I find the art of storytelling fascinating.
That you can spellbound people with a narrative is fascinating to me. But, also, someone can write a story so bad not only does it not make sense, the sentences run long (like this one), seem fragmented, disjointed, meandering, and poorly constructed that you simply want to drop it like a water balloon off a 10 story building.
Why stories? Because we wrestle with questions. We’re unsure. We have conflict. For example, I’ve held off from writing this post as it’s a very daunting task. Am I capable of writing about storytelling? If not I, who is? And why are they? Our fears drive deep into us —they darken us, they hold us back, restrain, overwhelm, and freeze us. It’s like that time when you were in a group and had something really insightful to share and froze — all because you were searching for the right words, second-guessed yourself, and stuttered. And that was the end. You were done at that point, there was no recovering.

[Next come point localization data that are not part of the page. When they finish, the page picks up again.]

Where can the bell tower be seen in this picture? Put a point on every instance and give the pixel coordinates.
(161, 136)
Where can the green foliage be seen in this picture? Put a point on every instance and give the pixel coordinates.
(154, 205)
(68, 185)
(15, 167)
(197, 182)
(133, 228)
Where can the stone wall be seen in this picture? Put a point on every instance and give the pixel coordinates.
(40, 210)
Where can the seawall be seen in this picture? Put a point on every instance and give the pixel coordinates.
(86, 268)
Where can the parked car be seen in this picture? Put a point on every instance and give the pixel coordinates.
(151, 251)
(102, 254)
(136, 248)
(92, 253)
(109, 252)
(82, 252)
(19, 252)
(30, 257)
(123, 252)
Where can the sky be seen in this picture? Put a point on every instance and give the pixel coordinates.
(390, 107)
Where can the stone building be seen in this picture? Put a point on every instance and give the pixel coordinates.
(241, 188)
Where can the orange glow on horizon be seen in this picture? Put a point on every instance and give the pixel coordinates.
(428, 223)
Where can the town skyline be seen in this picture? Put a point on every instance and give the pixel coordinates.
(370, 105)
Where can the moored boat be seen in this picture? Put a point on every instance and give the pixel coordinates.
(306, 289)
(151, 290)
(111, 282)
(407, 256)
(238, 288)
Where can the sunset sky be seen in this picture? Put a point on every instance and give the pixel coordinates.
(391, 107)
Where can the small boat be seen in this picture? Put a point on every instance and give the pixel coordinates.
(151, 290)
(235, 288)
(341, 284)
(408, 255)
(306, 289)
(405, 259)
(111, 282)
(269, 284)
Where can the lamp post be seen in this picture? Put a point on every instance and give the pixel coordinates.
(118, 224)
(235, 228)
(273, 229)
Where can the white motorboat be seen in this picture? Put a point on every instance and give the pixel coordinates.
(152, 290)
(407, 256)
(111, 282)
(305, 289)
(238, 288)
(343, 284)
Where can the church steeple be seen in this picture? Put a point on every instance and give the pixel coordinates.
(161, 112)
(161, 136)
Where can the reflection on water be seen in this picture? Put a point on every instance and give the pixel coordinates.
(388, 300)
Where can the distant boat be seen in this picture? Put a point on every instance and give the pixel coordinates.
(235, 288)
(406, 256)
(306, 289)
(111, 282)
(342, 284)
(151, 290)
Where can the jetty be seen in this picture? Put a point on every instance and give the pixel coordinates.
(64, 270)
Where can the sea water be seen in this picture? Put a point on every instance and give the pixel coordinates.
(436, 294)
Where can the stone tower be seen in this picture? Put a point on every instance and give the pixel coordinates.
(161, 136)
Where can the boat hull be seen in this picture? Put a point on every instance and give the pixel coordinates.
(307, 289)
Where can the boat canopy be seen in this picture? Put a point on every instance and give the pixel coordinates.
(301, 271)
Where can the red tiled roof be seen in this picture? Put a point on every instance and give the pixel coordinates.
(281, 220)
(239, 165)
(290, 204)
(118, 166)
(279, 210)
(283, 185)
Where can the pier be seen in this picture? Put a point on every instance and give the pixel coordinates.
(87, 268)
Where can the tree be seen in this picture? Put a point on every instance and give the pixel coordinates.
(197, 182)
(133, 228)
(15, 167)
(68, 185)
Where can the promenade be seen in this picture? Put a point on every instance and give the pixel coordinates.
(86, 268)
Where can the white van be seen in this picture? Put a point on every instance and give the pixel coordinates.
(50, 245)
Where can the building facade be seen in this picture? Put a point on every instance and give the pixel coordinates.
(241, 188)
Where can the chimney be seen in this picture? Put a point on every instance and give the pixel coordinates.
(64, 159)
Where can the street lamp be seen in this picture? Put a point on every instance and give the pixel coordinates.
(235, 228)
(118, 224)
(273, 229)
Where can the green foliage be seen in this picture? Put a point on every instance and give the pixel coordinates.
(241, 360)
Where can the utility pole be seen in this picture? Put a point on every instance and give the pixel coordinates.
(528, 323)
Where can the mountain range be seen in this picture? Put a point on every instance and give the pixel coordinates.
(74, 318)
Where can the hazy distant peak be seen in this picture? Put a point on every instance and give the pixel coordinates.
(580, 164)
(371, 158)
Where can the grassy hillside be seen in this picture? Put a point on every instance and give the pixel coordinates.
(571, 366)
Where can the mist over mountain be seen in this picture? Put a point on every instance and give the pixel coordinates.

But that story could also take a different spin. Perhaps it was the time took a untrodden path and did speak up. The time you volunteered and spoke up. You acted upon your knowledge. You made a difference in that person’s life. Where they were unsure…where they were confused, perplexed, worried — you were their savior. Whether you realized it or not, you made a difference in their life. In the darkness of the past emerged light. From the dark days of winter, spring burst forth into a flowery array of radiant colors and spectacles of glory.

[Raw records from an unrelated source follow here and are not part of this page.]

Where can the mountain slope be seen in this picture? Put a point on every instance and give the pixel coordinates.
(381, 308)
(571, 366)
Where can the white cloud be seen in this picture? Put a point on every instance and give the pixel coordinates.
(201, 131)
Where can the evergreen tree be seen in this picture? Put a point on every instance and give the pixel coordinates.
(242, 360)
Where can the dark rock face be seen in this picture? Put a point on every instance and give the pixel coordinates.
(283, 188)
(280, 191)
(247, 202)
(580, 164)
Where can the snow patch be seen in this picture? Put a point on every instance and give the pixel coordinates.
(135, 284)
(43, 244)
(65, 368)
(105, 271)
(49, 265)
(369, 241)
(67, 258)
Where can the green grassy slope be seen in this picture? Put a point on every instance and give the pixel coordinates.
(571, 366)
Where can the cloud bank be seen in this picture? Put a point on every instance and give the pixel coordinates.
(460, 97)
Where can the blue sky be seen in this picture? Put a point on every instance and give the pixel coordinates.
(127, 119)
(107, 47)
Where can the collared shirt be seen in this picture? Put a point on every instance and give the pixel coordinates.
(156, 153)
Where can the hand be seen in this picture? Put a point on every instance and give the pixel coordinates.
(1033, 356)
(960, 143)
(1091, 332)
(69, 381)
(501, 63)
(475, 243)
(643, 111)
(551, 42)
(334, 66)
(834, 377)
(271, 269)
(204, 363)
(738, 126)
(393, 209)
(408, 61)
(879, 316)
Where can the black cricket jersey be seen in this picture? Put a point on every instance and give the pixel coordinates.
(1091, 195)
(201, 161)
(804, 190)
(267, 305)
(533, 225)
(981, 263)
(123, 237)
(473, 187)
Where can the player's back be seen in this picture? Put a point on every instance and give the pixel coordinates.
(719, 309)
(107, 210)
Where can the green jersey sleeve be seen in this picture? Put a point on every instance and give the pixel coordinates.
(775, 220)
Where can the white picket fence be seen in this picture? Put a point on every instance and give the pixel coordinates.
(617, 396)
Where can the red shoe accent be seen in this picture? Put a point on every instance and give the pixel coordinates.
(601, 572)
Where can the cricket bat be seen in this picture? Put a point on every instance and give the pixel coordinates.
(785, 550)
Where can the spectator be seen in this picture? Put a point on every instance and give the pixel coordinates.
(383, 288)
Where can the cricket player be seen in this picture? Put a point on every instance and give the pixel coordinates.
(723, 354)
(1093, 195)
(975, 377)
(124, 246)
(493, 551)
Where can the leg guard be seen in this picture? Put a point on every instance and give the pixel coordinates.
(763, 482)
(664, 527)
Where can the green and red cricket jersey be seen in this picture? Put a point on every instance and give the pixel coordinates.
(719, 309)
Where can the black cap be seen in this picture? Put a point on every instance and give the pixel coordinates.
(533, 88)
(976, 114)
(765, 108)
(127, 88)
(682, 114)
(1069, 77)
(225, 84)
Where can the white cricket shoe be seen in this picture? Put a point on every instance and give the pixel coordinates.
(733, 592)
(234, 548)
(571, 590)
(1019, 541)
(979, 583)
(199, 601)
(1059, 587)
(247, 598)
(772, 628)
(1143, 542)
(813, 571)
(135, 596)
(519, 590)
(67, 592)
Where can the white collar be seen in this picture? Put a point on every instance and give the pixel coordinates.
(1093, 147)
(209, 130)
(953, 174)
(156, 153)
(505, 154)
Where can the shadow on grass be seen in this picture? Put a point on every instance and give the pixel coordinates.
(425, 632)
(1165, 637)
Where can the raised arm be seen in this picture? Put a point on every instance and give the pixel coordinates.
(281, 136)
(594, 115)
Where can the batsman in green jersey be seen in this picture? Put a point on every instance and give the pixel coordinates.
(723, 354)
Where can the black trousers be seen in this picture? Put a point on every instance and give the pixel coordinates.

It’s within this story arc we find redemption. We find purpose. Tucked away in the narrative of someone else we find ourselves. We live in community. It’s inside the ability to relate to others which shows us our path forward.

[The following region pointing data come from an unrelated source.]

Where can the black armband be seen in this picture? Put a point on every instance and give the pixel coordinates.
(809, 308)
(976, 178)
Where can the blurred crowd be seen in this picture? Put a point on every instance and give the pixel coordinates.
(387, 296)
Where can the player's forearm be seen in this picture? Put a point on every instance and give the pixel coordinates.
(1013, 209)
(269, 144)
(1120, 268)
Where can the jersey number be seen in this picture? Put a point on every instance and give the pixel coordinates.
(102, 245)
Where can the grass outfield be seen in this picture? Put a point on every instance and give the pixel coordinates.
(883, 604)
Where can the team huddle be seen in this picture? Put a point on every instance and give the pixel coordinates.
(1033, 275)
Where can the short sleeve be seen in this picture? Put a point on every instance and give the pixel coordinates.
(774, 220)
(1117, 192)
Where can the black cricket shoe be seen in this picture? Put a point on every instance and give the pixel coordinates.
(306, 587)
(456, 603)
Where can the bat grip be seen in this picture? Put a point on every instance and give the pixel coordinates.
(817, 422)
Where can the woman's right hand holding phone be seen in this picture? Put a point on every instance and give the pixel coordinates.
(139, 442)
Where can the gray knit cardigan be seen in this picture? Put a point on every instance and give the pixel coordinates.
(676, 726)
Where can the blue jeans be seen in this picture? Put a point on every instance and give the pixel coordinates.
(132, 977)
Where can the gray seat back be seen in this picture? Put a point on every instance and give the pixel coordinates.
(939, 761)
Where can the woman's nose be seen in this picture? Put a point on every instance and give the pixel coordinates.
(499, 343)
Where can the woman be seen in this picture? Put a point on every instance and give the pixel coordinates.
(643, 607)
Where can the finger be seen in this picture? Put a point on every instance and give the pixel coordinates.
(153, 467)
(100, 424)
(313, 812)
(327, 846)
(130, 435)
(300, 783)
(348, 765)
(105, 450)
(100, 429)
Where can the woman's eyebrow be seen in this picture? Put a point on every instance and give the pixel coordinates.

There’s something tangibly beautiful in storytelling. Perhaps it’s there’s a lesson, a moral, an education that brought us learning and skills to be a better person. However, I think it’s more than that. It’s our next door neighbor describing us. It’s seeing ourselves through a different lens. A great story really does come together in a semblance of meaning, identity, and illuminating someone else’s perspective that’s truly real to us.